When we step back, and look with clarity and consciousness at our life, it is not hard to see that we are caught up in vicious cycles of trying to get and maintain “things”. And it would be one thing if those “things” really brought our life, happiness, meaning and purpose, but as anyone in touch with themselves even a little bit knows, they don’t. It may sound cliché to some, but more and more of us are learning daily that true happiness really comes from within. It is never about what we have accomplished, the labels we use to define ourselves, or what we have, but about the depth to which we know the potential of who we really are.

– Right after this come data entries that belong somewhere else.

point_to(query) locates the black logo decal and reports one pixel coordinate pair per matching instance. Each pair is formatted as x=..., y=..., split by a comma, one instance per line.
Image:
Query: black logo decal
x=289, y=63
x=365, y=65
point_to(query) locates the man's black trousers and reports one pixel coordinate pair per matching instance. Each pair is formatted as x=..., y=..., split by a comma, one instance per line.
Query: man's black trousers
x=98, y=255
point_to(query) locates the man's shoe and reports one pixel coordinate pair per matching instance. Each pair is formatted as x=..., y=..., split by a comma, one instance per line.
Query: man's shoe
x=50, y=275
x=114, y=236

Therefore in questioning what you are working for, each person has to go through an honest inventory of their priorities and values, in order to choose what actions best represent what they really want out of life.
Closing Thoughts
Today, when I consider the physical world around me that I share with the collective consciousness, it is hard at times to look beyond the extreme injustice, disparity and inequality that exists on this planet. It is hard to believe we have allowed things to get to the point they have.
I realize very well that some of the above mentioned questions are going to be very tough for some of us to answer for ourselves honestly. Many of us are still heavily tied to our job descriptions, status of our financial earnings and/or the possessions we have acquired to date. But this is one of the challenges and opportunities of personal growth and evolution. When we make peace with the discomfort, we enable ourselves to shed what we have outgrown and what no longer serves us. In this way we free ourselves and enrich the quality of our human experience, as we move forward on our evolutionary path.
In the end, as I always mention we each must choose what feels most right to us at any given time. I know for myself, I choose not to be enslaved by a system that is working against my personal well-being and the common good of all. When we become the change we wish to see, we pave the way for a new way of life for all.